JN: What are the most successful modalities today that help prevent suicide in minors?

CP: There have been few randomized trials on effective suicide treatment approaches in the pediatric population. This is an active area of research with a goal to identify the most effective interventions to prevent suicide. Screening children for suicidal thoughts or behaviors has been shown to be very effective. For example, universal suicide screening of all children being seen in emergency departments was recently found to be a best practice to help identify those children at risk of suicide, which is why we implemented such screening 18 months ago.

In the past, treatment for suicidal youth focused on addressing the underlying psychiatric disorders such as major depression, and suicidal behavior was viewed only as a symptom of the underlying disorder.
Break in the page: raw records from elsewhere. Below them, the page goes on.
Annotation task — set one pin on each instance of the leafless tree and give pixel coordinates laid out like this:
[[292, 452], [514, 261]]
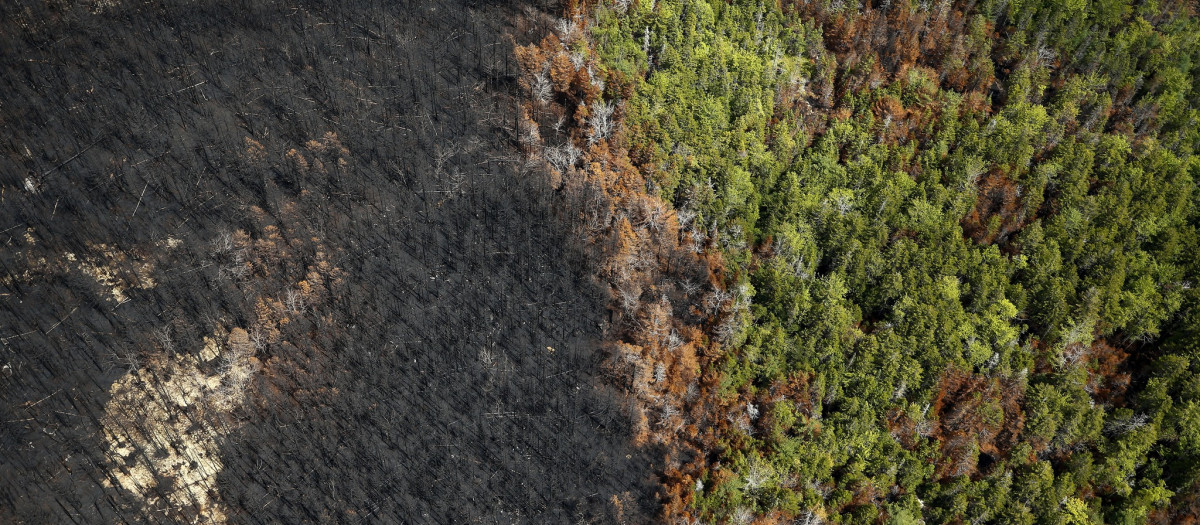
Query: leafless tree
[[601, 120]]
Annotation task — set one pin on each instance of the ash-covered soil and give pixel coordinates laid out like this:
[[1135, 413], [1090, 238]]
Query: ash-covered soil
[[283, 264]]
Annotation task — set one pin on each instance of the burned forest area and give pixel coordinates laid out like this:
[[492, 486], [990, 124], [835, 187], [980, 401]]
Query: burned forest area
[[282, 261]]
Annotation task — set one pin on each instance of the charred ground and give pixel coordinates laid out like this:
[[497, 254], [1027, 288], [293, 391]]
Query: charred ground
[[327, 195]]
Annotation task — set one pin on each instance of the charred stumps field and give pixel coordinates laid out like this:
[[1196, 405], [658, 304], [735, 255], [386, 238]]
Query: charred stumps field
[[283, 264]]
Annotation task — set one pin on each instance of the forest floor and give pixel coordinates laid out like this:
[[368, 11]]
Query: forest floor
[[285, 264]]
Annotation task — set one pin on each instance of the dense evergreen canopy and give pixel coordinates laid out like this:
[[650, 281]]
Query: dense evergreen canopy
[[964, 240]]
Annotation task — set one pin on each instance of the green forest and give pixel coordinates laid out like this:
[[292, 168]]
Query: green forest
[[960, 241]]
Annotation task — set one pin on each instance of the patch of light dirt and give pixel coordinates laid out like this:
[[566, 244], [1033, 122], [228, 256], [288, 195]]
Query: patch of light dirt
[[161, 424], [106, 271]]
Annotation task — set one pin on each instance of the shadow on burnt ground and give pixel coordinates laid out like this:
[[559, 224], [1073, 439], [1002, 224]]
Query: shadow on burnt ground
[[449, 376]]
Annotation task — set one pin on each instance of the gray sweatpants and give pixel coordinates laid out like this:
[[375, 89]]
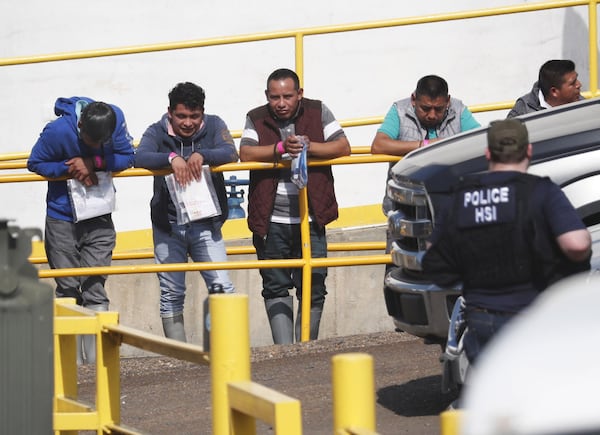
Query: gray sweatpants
[[87, 243]]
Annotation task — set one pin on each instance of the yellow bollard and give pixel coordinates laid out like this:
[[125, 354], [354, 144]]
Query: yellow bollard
[[450, 422], [229, 352], [353, 392]]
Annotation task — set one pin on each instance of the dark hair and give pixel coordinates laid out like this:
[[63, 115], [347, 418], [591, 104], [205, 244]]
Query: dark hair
[[431, 86], [508, 140], [98, 121], [552, 74], [282, 74], [190, 95]]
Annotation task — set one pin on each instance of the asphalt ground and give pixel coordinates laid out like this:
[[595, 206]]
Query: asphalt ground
[[165, 396]]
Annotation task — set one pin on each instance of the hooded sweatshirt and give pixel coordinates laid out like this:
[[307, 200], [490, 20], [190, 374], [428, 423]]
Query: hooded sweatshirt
[[59, 141], [213, 141]]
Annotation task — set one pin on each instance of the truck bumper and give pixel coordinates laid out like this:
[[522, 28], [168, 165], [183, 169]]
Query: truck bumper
[[417, 306]]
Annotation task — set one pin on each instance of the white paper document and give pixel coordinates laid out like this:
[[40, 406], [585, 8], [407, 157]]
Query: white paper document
[[197, 200], [92, 201]]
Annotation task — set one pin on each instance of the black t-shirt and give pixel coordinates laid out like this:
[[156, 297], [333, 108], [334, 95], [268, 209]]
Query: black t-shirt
[[551, 213]]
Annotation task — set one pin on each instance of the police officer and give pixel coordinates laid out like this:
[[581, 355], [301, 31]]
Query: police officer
[[506, 236]]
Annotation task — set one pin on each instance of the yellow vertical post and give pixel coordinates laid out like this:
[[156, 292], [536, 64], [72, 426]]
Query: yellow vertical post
[[450, 422], [108, 376], [229, 352], [353, 392], [307, 268], [299, 48], [593, 45], [65, 362]]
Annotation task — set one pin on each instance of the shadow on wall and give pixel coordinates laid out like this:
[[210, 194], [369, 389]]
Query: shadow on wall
[[575, 45]]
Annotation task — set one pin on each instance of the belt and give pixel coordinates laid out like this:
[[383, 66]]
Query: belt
[[489, 311]]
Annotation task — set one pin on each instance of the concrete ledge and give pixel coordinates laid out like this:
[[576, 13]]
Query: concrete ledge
[[354, 305]]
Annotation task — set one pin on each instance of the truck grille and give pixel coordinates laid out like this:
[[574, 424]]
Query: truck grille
[[409, 224]]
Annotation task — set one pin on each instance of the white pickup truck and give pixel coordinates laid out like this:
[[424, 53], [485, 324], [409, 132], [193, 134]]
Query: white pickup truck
[[566, 147]]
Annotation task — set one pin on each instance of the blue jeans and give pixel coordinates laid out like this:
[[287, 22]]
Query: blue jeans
[[88, 243], [481, 328], [203, 241], [283, 241]]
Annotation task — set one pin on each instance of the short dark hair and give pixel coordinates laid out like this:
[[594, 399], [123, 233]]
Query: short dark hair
[[432, 86], [189, 94], [282, 74], [507, 140], [552, 74], [98, 121]]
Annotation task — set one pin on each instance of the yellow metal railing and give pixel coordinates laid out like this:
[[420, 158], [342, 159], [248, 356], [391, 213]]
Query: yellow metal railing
[[237, 402], [300, 34], [307, 263]]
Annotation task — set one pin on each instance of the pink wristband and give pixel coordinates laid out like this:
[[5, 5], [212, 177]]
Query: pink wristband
[[280, 148]]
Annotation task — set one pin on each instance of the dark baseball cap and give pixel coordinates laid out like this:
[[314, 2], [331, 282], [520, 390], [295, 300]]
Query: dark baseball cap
[[507, 136]]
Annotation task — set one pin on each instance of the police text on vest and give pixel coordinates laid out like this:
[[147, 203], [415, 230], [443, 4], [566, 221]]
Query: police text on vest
[[484, 202]]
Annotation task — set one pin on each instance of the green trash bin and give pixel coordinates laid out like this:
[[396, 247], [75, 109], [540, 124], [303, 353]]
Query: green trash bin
[[26, 338]]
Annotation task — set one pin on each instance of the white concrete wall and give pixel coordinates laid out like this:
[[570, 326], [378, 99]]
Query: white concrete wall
[[357, 74]]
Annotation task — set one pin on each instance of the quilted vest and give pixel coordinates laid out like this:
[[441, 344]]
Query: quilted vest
[[322, 203]]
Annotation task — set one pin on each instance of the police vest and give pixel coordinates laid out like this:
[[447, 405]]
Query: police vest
[[493, 226]]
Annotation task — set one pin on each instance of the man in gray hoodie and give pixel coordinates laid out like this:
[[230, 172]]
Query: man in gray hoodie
[[557, 84], [184, 140]]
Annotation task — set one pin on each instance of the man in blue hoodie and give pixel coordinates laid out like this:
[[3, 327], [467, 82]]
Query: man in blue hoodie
[[87, 137], [184, 140]]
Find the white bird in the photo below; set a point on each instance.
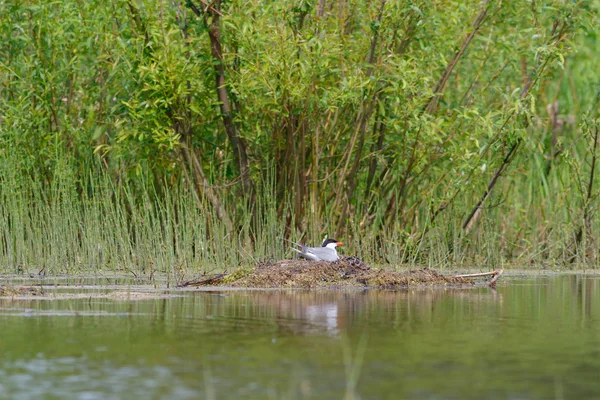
(327, 252)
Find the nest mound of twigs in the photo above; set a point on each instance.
(349, 272)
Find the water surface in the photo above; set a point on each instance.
(532, 338)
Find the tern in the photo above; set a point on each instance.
(327, 252)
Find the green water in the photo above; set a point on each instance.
(532, 338)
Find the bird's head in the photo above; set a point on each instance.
(332, 243)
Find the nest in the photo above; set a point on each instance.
(349, 272)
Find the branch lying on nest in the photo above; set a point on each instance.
(494, 274)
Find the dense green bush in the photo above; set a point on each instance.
(148, 134)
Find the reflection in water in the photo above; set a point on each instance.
(530, 339)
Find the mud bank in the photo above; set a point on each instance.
(347, 273)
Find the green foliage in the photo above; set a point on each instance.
(112, 135)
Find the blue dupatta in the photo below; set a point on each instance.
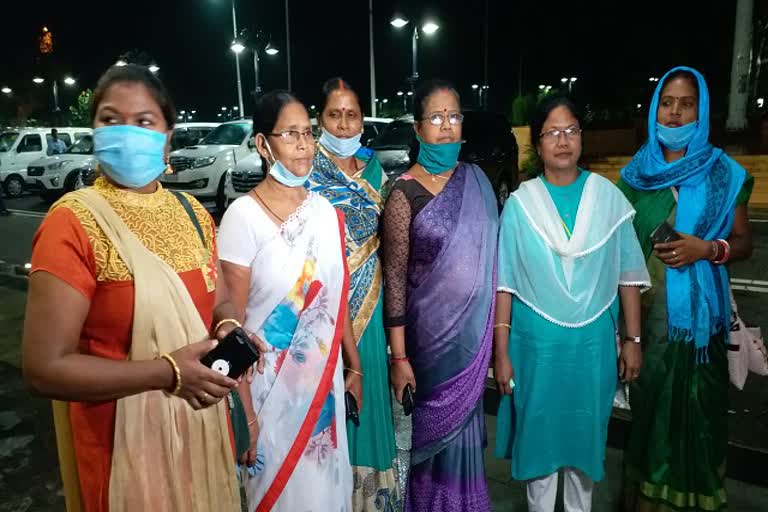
(360, 200)
(708, 182)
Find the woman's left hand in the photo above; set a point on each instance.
(683, 252)
(354, 384)
(630, 361)
(225, 329)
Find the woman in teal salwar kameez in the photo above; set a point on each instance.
(567, 251)
(352, 179)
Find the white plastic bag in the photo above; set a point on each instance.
(758, 356)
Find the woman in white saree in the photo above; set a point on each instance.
(282, 250)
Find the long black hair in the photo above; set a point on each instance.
(331, 85)
(420, 99)
(267, 112)
(134, 73)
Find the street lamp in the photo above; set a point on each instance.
(429, 28)
(569, 81)
(398, 22)
(237, 56)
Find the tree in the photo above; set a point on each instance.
(80, 112)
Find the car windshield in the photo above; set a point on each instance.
(394, 135)
(232, 134)
(7, 139)
(83, 146)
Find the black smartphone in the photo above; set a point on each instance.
(407, 400)
(664, 233)
(351, 404)
(233, 355)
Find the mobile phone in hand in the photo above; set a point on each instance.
(353, 413)
(233, 355)
(664, 233)
(407, 400)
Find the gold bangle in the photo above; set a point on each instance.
(176, 373)
(226, 320)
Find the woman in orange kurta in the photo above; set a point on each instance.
(79, 327)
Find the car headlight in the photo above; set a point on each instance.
(203, 161)
(58, 165)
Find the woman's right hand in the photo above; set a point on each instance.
(200, 386)
(503, 373)
(401, 374)
(249, 457)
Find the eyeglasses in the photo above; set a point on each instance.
(438, 118)
(293, 136)
(572, 132)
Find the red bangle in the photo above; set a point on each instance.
(726, 252)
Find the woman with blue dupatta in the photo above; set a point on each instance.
(351, 178)
(439, 248)
(675, 459)
(567, 254)
(283, 255)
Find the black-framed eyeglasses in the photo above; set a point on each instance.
(293, 136)
(438, 118)
(570, 133)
More recently, treatments have targeted the suicidal behavior directly to reduce risk of self-harm. The challenge is most youth with suicidal ideation or attempts do not share this information with their parents or guardians, As such, effective screening of children for suicidal ideation is critical as is educating parents, educators, and teens themselves on the signs that a child may be contemplating suicide.

In addition to addressing the underlying psychiatric disorders, psychotherapeutic interventions such as Dialectical Behavioral Therapy and Cognitive Behavioral Therapy target the suicidal thoughts and behaviors directly, and have demonstrated effectiveness in reducing suicide-related behavior. Additionally, limiting access to firearms has demonstrated effectiveness in reducing suicide.

JN: What are you looking for in a professional as far as knowledge, experience, and relatability to the patient and their family?

CP: Later this year, we will have 18 board-certified child psychiatrists, 11 child psychologists, 10 pediatric psychiatric nurse practitioners, and 20 pediatric mental health therapists on staff. All of these professionals have demonstrated expertise in the field and a commitment to providing evidence-based care.

Additionally, as an academic program, we have carefully selected our team to ensure our providers are committed to continuous learning, education, and participating in research to help identify future interventions that help children and families. With respect to relatability, we are aggressively recruiting a diverse team of clinicians that understands the challenges different parts of our community face each and every day.

JN: How does a program measure its success in outcomes?

CP: We use several symptoms scales that have been validated in research to track treatment severity and improvement with appropriate treatment. In addition, we use quality-of-life measures before and during treatment to ensure our patients are improving.

JN: What are some misconceptions that a family may have about seeking/receiving treatment for a child with a mental health issue?

CP: One that is often repeated is that mental health issues in children are rare. The truth is between one in four and one in five children will have a diagnosable psychiatric condition. Over the past 30 years, a growing body of research has demonstrated treatment is highly effective. Early identification and intervention are important because these disorders tend to be more amenable to treatment when addressed early.

JN: What are your hopes for the facility insofar as serving the needs of the community?

CP: We are hopeful families and their children will not have to wait as long for mental health care, and that there will be a wide array of services to help children with mental health concerns. We want to provide a full continuum of care ranging from preventive care to outpatient care to more intensive inpatient psychiatric care to meet children’s needs at all stages.

JN: Other comments?

CP: The talented mental health team at CHKD is excited at the opportunity to build programs to help families in Hampton Roads and we appreciate the support of the community.

Children’s Hospital of The King’s Daughters Children’s Pavilion is located at 401 Gresham Dr. in Norfolk.